When I reflect, I can see that all people of faith possess this elusive worshipping faculty, and they appear to be obsessive about it: dashing hither and thither to the church, mosque, synagogue or temple. What’s more, they voluntarily waste lots of their all too disposable income on supporting such institutions. I’d have thought money was better spent on surviving and lavishing any surplus on the simple pleasures in life. Oh, and on enhancing the lives of others, perhaps. But no, buildings and holy orders of one kind or another are much more important to them. They have to have some place to worship and someone to tell them in no uncertain terms how to do it. What’s more, they appear to enjoy kneeling, bowing and scraping in obeisance to these commissars of worship.

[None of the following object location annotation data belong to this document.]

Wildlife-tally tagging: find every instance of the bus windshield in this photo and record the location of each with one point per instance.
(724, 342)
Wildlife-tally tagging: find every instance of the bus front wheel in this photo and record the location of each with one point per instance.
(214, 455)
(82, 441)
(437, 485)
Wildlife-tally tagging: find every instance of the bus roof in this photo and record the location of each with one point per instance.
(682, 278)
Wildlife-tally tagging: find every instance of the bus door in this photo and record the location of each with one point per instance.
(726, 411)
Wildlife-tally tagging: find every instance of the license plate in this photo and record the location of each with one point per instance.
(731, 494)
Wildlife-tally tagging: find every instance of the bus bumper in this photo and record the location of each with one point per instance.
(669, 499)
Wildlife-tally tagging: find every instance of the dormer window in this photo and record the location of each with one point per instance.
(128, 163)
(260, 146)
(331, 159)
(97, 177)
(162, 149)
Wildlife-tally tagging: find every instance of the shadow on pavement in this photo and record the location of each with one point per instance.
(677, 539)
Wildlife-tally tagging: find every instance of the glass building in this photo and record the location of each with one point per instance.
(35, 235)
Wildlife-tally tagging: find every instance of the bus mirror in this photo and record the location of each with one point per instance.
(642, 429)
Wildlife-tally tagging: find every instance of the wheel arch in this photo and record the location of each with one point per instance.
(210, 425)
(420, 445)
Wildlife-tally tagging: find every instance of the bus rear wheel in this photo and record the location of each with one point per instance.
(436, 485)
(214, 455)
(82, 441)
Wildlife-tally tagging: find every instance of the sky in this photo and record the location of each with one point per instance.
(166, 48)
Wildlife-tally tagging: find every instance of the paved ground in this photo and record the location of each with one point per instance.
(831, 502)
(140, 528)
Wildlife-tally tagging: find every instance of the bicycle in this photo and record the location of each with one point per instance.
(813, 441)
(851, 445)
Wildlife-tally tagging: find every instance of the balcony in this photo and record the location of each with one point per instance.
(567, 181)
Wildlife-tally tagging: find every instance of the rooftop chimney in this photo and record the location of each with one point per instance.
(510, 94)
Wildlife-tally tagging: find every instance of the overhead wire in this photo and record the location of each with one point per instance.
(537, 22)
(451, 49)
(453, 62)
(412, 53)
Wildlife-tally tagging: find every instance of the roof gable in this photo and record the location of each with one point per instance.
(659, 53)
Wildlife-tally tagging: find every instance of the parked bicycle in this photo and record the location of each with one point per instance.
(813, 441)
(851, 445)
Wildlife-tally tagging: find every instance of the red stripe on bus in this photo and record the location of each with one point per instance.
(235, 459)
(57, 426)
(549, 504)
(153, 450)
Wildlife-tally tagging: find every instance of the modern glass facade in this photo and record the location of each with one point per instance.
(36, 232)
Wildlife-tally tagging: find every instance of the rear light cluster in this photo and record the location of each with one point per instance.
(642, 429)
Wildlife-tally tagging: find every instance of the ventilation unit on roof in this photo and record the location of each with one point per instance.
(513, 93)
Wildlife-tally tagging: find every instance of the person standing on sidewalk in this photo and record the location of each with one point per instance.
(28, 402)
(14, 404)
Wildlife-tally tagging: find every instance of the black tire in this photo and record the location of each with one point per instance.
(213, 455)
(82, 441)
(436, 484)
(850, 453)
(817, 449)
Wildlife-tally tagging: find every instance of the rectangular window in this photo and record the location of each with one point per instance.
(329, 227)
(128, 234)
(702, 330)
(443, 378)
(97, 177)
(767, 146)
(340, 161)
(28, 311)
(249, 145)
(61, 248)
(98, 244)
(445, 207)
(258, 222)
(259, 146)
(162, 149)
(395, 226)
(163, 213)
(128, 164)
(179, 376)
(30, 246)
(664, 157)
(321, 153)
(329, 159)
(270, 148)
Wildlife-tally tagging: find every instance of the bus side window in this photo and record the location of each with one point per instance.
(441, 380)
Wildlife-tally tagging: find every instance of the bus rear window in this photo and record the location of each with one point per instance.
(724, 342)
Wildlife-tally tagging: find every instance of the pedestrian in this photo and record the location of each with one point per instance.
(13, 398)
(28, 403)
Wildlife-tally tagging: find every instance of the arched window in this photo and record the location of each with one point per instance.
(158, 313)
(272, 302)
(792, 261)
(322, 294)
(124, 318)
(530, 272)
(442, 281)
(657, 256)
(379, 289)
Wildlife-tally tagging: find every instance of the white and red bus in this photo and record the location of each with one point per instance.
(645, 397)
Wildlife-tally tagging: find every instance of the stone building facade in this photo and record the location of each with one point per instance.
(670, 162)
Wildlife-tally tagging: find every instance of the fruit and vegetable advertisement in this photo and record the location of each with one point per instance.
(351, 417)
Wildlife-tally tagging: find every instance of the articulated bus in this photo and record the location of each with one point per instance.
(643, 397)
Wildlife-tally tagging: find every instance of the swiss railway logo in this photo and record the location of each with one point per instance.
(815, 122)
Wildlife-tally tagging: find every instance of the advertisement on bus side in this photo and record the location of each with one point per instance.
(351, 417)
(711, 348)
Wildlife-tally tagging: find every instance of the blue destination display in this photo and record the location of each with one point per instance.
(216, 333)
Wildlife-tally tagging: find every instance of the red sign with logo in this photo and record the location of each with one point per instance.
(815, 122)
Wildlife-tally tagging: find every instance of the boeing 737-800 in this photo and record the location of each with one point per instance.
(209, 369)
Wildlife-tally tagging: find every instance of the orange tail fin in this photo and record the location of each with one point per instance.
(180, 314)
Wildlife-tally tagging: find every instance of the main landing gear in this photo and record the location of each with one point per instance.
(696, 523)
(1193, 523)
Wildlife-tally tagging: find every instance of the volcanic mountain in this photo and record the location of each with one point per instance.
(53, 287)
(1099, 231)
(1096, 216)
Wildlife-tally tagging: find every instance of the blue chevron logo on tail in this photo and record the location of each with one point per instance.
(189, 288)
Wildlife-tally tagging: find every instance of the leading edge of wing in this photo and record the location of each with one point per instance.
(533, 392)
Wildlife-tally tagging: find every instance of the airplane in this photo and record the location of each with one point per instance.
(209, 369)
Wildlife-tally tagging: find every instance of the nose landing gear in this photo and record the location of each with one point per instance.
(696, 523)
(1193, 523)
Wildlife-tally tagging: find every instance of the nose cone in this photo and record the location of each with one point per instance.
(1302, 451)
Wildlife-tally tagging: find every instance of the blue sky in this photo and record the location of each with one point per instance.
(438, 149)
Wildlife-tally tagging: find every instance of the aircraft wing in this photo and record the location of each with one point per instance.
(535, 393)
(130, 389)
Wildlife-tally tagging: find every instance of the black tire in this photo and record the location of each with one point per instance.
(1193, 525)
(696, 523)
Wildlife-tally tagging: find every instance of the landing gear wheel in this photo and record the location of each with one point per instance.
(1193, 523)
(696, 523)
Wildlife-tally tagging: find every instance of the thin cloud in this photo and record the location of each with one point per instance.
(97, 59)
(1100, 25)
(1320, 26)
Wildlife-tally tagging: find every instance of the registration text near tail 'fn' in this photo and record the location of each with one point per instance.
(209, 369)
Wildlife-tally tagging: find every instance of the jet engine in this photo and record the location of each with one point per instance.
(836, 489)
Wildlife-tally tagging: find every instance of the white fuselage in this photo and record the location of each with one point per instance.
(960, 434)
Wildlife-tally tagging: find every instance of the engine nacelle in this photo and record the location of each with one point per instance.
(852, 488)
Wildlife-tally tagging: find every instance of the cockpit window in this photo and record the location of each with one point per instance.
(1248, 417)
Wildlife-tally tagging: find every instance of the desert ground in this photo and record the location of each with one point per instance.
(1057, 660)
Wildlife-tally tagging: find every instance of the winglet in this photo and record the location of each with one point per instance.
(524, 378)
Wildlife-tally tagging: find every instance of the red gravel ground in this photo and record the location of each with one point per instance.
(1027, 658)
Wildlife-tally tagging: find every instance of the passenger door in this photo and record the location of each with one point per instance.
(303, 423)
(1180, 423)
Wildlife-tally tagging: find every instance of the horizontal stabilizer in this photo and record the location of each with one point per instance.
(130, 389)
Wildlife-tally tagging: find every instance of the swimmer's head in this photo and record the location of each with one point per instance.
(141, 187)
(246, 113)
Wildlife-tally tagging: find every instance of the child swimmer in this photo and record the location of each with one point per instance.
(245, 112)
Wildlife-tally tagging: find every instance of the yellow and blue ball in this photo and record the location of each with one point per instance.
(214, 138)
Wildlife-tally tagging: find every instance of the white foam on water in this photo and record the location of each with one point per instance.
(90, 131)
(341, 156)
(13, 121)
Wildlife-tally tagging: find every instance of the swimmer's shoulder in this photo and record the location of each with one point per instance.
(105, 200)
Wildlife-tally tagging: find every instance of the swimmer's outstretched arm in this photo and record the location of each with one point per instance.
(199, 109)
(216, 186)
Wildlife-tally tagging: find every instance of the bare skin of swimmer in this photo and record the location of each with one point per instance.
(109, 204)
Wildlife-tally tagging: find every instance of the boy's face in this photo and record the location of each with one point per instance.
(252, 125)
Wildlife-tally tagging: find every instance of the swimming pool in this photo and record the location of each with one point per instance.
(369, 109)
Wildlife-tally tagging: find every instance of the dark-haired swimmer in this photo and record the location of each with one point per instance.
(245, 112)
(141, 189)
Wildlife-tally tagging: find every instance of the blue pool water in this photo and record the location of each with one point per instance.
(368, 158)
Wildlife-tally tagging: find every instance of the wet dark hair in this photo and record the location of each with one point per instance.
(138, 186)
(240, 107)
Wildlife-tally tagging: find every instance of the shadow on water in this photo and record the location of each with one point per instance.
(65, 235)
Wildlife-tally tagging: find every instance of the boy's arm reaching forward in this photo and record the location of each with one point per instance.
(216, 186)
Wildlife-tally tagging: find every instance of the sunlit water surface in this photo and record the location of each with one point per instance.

I just don’t get it.

OK, Where’s the Fun?

Now, if I could choose to be cured of this missing faculty, would I? Let me think. That took about a millisecond. Nope. It appears to me that possession of this curious capacity over-complicates life. Just imagine how much extra free time I’ve got to indulge in a dissolute and hedonistic lifestyle. Ah, but I guess that’s the point. If all my spare time were taken up in worship, there ‘d be  less time for me to have FUN, and that’s the last thing any of these superstitious sects want me to have. They just don’t like human nature, do they? At all costs, my primeval instincts and desires must be contained, otherwise the wrath of god will be upon me. Behave! But wait a minute, wasn’t that how my parents used to act, ostensibly for my own good? Why, yes. Now I get it. Worshipful people never grow out of their infantile parent-worshiping stage. Most of us learn to see through it, don’t we? You know, when we hit those teenage years and fly the nest: bye mum and dad; bye belief in fairies and Santa; bye Peter Pan, you’re welcome to live in Neverland; oh and you can kiss goodbye to that invisible gal or guy in the sky too! So there you go. ‘What is worship?’ T simples. It’s an expression of perpetual immaturity.

This Post Has 5 Comments

  1. challenger72

    That conclusion is accurate. I was talking with my friend today saying we are similar in that we look after ourselves a lot. Both of us lives alone and both of us is an atheist and we know that we do not have a a God to lean on to for health or for a prize after death for bearing with fate. That thinking might not be very pronounced or common in the west. But where I come from, people rely a lot on the fact that the end, they will only see what was written in there book

  2. John Dillon

    The last line of your comment says it all, Barry: ‘Worship is not for any god because there is no god. Worship is for the benefit of the priest, vicar and imam’. I have another item up my sleeve about this very issue…

  3. bazza

    Your post raises some interesting points and I’d like to dwell on one of them. You write, “..if all my time were taken up in worship, there’d be less time for me to have FUN, and that’s the last thing any of these superstitious sects want me to have.”
    Spot on. Religion thrives on heaping misery on people. The ploy is simple and cruel. By convincing people that their earthly lives are worthless, it becomes very easy to sell the idea that things will be better when you’re dead. The promise of ‘jam tomorrow’ is the biggest attraction that religions can offer.
    In the earliest days of the monotheisms, life was (generally) very hard for people. From cradle to grave each day would have been a struggle to survive. It’s easy to see how a cynical priesthood seized on the plight of others and set themselves up as the necessary conduit to eternal, blissful life.
    The joys of earthly life are rebranded as ‘sins’ and are replaced with repetitive, monotonous prayer – five times a day in some cases.
    Worship is not for any god because there is no god. Worship is for the benefit of the priest, vicar and imam.